Querido amigo Inácio Rodrigues, é sempre uma fonte de inspiração. Abraço forte e uma ótima semana para você.
Muito interessante como você se desnuda numa simplicidade invejável; você tem uma facilidade de se expor de forma clara e sem maquiagem. Admiro a coragem! A sua preocupação é típica de quem mora só; há sempre o medo das surpresas desagradáveis; escutamos histórias e elas abastecem o nosso imaginário. Mas tem solução pra isso: estar acompanhado à noite. Aí os receios são compartilhados. E pode-se dormir do jeito que se deseja. Talvez, não numa rede. Estou sugerindo que você se case? Talvez! Mas não só por essa razão! É só um pitaco de quem não consegue ficar omissa. Você ainda é muito jovem; nem chegou aos sessenta (chegar aos sessenta não é assombroso. Fiquei ansiosa quando cheguei aos quarenta). Viver mais e pensar menos! Nem toda nudez será castigada! Nelson Rodrigues era um cínico, na minha ótica. Gostava de provocar (não me levem a mal se pensarem diferente). Aproveite sua Mossoró escaldante! E durma como quiser! Nem ligue! Coragem, poeta!
Querida amiga Bernadete Lino, muito obrigado por seu comentário. Como sempre, você sabe desnudar o texto direitinho. Beijos.
Caro Marcos Ferreira, como diz a musica do Engenheiros do Hawii: ” A vida quando acaba /cabe em qualquer lugar” e não importa se nu ou vestido. Mas entendo seu pudor em não querer mostrar suas partes pudicas, mesmo depois de morto… Não quero imaginar essa cena! rs
Grande abraço!
Meu prezado poeta e artista Airton Cilon, muito obrigado por sua leitura e presença neste espaço de opinião.

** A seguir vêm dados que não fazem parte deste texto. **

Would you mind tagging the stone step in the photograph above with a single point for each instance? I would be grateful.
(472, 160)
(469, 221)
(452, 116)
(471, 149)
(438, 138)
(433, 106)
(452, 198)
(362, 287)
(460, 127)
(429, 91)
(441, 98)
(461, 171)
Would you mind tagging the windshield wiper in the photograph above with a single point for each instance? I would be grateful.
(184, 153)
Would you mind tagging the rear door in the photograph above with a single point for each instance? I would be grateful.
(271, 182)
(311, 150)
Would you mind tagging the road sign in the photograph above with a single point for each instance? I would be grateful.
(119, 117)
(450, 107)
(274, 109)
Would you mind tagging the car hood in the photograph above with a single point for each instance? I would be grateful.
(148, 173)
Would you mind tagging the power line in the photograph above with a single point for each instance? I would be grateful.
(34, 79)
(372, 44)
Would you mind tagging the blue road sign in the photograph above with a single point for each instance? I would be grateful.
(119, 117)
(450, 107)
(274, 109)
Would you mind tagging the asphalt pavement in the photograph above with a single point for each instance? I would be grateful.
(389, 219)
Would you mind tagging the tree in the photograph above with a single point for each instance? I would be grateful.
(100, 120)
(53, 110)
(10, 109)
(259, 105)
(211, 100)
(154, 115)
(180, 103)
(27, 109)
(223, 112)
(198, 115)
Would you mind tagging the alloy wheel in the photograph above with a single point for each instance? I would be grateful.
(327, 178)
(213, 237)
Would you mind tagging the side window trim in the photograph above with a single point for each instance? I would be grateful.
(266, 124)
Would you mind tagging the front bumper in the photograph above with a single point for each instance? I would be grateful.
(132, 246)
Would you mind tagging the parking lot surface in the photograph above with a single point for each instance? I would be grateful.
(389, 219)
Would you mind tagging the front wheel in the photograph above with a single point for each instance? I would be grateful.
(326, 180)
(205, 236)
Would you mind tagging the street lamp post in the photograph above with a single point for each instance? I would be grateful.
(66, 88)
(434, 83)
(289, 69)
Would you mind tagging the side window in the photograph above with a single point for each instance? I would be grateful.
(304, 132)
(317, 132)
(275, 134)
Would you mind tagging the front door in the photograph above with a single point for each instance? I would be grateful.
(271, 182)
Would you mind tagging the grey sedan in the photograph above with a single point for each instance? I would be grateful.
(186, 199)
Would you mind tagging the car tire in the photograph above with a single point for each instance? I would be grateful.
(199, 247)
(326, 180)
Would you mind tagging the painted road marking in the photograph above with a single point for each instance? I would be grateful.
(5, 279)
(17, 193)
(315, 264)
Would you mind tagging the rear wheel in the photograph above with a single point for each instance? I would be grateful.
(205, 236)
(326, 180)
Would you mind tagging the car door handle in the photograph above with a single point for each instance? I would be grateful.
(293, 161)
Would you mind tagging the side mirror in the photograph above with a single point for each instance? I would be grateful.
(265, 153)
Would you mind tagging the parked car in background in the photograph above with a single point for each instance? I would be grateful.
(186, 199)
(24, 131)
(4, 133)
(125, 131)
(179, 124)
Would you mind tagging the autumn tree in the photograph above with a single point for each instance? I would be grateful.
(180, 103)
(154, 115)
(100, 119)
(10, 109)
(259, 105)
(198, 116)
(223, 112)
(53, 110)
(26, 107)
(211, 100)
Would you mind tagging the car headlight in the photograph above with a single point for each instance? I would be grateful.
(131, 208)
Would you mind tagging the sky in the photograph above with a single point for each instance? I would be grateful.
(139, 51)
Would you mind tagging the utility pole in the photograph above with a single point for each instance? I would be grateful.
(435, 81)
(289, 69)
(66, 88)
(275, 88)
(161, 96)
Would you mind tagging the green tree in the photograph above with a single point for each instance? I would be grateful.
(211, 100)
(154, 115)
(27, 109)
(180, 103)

Desejo uma ótima semana para você, amigo. Saúde e paz.
Como rotina e não fugindo a regra, nobre amigo: a cada crônica oriunda de sua peculiar inteligência, só nos surpreende!!
Mais continue a dormir nu, pois além de deixar o corpo livre de quaisquer amarras, facilita diversas ações e trabalhos… os demais deixo nas imaginações!!!
😂😂😂🤝🤝🤝
Caro amigo Rocha Neto, boa tarde. Sua leitura e opinião sempre representam para mim um grande orgulho e estímulo. Desejo uma ótima semana para você, saúde e paz.
Abraço.
É… na calada da noite, especialmente na madrugada solitária, que os pensamentos bombardeiam tico e teco, sem pena. O interessante é que (na quase totalidade) o lado “ruim”, o que não deve acontecer, permeia, e toma lugar, na estima do camarada. Comigo é assim também, mas eu rio e dou o dedo.